En Bélgica en la Universidad Católica de Louvain La Neuve el primer día que llegué, en enero de 1991, descubrí a Jean Paul Sartre y Albert Camus y aprendiendo la lengua francesa me atreví a leerlos en ese idioma. Fue para mí el más fructífero de los descubrimientos: gracias a ellos supe la persona que quería ser y el que no quería ser.

Las buenas lecturas no solo producen felicidad; enseñan a hablar bien, a pensar con audacia, a fantasear, y crean ciudadanos críticos, recelosos de las mentiras oficiales que vienen de la política de las empresas, de los medios de comunicación y de las instituciones religiosas.

La vida que no vivimos podemos soñarla. Leer los buenos libros es otra manera de estar en el mundo, más libre, más bella, más auténtica. Esa vida alternativa tiene, además, la suerte de estar fuera del alcance de las plagas demoníacas que aterraron siempre a los seres humanos, porque en ellas veían a los diablos que, a diferencia de los enemigos de carne y hueso, eran difíciles de derrotar.

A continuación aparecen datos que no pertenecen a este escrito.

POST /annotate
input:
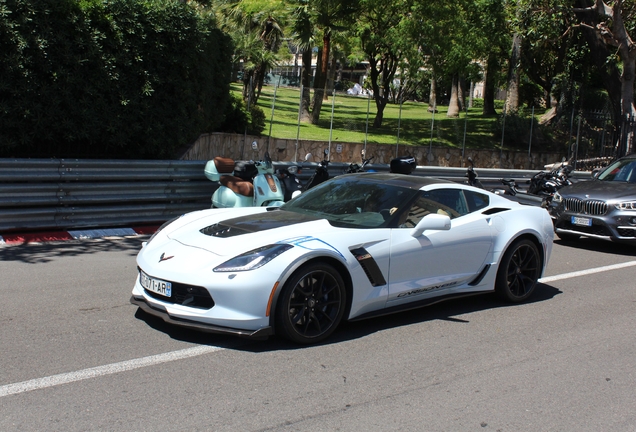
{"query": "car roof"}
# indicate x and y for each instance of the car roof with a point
(401, 180)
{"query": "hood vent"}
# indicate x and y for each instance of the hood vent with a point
(222, 231)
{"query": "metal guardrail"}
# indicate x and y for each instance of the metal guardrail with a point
(63, 194)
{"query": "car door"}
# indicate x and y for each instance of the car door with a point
(438, 262)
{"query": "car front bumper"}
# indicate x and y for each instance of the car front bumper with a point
(162, 313)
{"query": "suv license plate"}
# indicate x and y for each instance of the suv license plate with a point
(581, 221)
(155, 285)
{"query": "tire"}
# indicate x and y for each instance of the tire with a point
(311, 304)
(518, 271)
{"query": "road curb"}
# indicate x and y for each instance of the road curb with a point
(43, 237)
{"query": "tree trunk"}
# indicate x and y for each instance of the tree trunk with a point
(432, 96)
(379, 116)
(602, 43)
(489, 86)
(317, 79)
(461, 93)
(305, 79)
(512, 99)
(320, 81)
(453, 105)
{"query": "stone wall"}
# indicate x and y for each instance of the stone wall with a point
(285, 150)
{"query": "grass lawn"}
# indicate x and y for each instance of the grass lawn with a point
(416, 125)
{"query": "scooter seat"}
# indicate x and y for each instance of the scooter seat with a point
(237, 185)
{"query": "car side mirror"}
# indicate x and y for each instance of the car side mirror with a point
(431, 221)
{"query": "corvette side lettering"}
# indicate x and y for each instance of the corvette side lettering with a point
(421, 290)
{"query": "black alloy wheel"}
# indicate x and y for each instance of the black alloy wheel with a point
(312, 304)
(518, 271)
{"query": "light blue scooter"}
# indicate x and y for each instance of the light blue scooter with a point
(253, 185)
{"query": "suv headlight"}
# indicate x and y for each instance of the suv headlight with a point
(626, 205)
(253, 259)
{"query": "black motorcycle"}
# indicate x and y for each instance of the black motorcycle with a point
(321, 174)
(354, 167)
(541, 187)
(472, 175)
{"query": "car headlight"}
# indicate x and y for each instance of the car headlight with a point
(626, 205)
(253, 259)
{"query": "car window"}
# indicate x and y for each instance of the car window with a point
(476, 201)
(621, 171)
(450, 202)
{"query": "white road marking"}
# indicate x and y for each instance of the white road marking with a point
(54, 380)
(587, 272)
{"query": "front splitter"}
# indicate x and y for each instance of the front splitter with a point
(262, 333)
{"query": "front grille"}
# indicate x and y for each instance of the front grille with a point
(186, 295)
(597, 228)
(590, 207)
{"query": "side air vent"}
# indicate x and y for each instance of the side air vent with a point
(370, 267)
(480, 276)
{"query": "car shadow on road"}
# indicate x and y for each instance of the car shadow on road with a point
(597, 245)
(37, 253)
(447, 310)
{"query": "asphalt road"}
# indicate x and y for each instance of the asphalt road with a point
(76, 356)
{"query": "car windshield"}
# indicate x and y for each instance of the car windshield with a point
(354, 202)
(623, 170)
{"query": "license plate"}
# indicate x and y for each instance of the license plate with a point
(155, 285)
(581, 221)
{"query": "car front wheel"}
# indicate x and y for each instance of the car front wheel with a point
(311, 304)
(518, 271)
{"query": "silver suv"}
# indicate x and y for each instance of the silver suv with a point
(604, 207)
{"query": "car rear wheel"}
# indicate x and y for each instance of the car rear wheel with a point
(518, 271)
(311, 304)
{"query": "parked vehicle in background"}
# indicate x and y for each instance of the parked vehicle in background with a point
(289, 180)
(603, 208)
(354, 167)
(321, 174)
(541, 187)
(403, 165)
(244, 184)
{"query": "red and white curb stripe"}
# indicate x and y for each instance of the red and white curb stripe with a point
(42, 237)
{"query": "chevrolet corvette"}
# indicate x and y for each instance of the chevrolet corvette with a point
(357, 246)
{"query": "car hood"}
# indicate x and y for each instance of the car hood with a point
(599, 190)
(229, 234)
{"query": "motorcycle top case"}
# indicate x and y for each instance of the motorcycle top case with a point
(403, 165)
(245, 170)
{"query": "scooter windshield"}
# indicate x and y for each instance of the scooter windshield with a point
(268, 162)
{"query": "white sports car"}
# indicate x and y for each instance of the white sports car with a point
(357, 246)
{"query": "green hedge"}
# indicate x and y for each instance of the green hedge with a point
(109, 78)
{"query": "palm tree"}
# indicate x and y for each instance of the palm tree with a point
(257, 35)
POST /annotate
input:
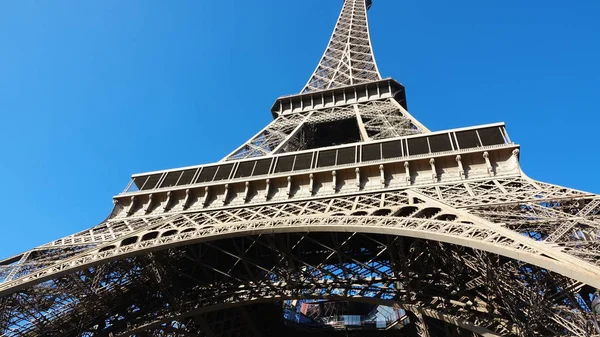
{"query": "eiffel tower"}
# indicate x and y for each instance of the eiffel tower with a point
(344, 216)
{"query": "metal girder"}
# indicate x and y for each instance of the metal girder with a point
(443, 231)
(348, 58)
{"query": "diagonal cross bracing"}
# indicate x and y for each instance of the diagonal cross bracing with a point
(349, 57)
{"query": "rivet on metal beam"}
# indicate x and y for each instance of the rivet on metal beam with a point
(188, 196)
(516, 157)
(334, 182)
(268, 189)
(461, 169)
(488, 164)
(247, 192)
(206, 193)
(433, 170)
(149, 204)
(226, 194)
(407, 170)
(168, 202)
(131, 205)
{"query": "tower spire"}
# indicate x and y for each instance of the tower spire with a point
(349, 57)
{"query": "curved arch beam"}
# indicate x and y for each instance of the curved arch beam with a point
(479, 235)
(450, 319)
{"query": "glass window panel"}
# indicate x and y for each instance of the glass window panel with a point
(371, 152)
(303, 161)
(262, 167)
(186, 177)
(223, 172)
(440, 143)
(151, 182)
(140, 181)
(467, 139)
(491, 136)
(207, 174)
(245, 169)
(391, 149)
(346, 156)
(284, 164)
(326, 158)
(171, 179)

Un buen lector es el ciudadano ideal de una sociedad democrática: nunca se conforma con aquello que tiene, siempre aspira a más o a cosas distintas de las que le ofrecen. Sin esos inconformes sería imposible el progreso verdadero, el que, además de enriquecer la vida material, aumenta la libertad y el abanico de elecciones para ajustar la vida propia a nuestros sueños, deseos e ilusiones.

El coronavirus ha resucitado la barbarie en lo que creíamos la civilización y la modernidad. Hemos visto a través de los medios de comunicación y las redes sociales cosas horribles. Aun así, con toda la ruina económica y social que traerá esta plaga inesperada, si, luego de sobrevivir a ella, hay más personas, ganados a la buena lectura gracias a la cuarentena forzada, los demonios de la peste habrán hecho, digo yo, un buen trabajo.